Algorithms for large-scale genome analysis, Haplotypes are a series of genetic variations arranged side by side on the same chromosome and transmitted in groups to the next generation.
This research enables them to understand the inheritance of certain complex traits, e.g. B. risk of disease. But, this analysis usually requires a genome analysis of family members (parents and children), a tedious and expensive process. To overcome this problem, researchers have developed SHAPEIT4, a powerful computer algorithm that can be used to quickly identify haplotypes of hundreds of thousands of unrelated people.
The results are as detailed as family analysis, a process that cannot be carried out on a large scale. Your tool is now available online under an open-source license that is freely available to the entire research community.
Analysis of genetic data is becoming increasingly important, especially in the field of personalized medicine. The number of human genomes ordered each year grows exponentially and the largest database represents more than one million individuals.
This wealth of data is valuable for a better understanding of the genetic fate of humans, for determining the genetic weight of a particular disease, or for a better understanding of the history of human migration. But, it makes sense to process this big data electronically.
Genotype allows one to find out individual alleles, namely genetic variations originating from their parents. But, without knowing the parent’s genome, we do not know which alleles transmitted to children at the same time and where are the combinations.
For example, to determine the genetic risk of a disease, scientists evaluate whether genetic changes in people who have developed the disease are more or less present to determine the role of these changes in the disease investigated.
But, we move from one variant to a combination of many, which allows us to determine which combination of alleles in the same chromosome has the greatest impact on disease risk.

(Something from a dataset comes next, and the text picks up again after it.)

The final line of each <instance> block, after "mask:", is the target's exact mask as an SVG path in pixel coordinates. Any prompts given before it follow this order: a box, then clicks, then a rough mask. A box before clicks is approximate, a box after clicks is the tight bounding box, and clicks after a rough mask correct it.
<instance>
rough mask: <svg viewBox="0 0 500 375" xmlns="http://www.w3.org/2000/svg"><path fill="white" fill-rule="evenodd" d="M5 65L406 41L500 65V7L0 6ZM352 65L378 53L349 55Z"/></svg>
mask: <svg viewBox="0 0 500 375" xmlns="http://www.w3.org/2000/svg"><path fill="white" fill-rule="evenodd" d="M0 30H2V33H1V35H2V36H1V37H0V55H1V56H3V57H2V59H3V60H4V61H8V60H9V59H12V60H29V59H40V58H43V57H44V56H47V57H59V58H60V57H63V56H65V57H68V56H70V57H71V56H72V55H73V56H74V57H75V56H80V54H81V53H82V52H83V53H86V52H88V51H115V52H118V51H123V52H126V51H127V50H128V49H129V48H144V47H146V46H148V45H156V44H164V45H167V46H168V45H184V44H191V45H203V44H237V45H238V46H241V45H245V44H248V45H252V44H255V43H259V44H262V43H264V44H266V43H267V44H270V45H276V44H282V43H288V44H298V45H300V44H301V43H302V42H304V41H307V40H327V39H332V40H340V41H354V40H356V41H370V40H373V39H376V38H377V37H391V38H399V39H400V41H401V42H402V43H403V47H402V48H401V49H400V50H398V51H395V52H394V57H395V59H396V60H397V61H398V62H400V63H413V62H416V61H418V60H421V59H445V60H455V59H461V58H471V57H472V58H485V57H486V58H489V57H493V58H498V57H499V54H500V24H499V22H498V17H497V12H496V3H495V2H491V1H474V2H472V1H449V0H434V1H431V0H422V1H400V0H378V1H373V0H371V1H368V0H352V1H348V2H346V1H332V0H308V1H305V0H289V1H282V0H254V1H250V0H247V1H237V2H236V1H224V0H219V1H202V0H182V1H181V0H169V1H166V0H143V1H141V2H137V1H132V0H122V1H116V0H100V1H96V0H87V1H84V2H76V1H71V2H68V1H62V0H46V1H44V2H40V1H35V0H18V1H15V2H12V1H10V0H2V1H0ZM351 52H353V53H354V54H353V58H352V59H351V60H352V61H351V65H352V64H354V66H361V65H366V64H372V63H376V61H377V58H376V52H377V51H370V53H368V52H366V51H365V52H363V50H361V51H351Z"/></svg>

The method developed by the researchers makes it possible to process large numbers of genomes, around 500,000 to 1,000,000 individuals, and to identify their haplotypes without knowing their lineage or descent. The SHAPEIT4 tool has been successfully tested on 500,000 individual genomes available on the UK biobank, a scientific database developed in the UK.
Researchers have decided to make their tools accessible to everyone under an open-source MIT license: all code is accessible and researchers can change it as they wish. This decision was made primarily for reasons of transparency and reproducibility, as well as to encourage researchers from all over the world.
This tool is far more efficient than older tools and is faster and cheaper. This also allows the impact on the digital environment to be limited. Very powerful computers that are used to process big data are really very energy efficient. Reducing its use also helps minimize its negative effects.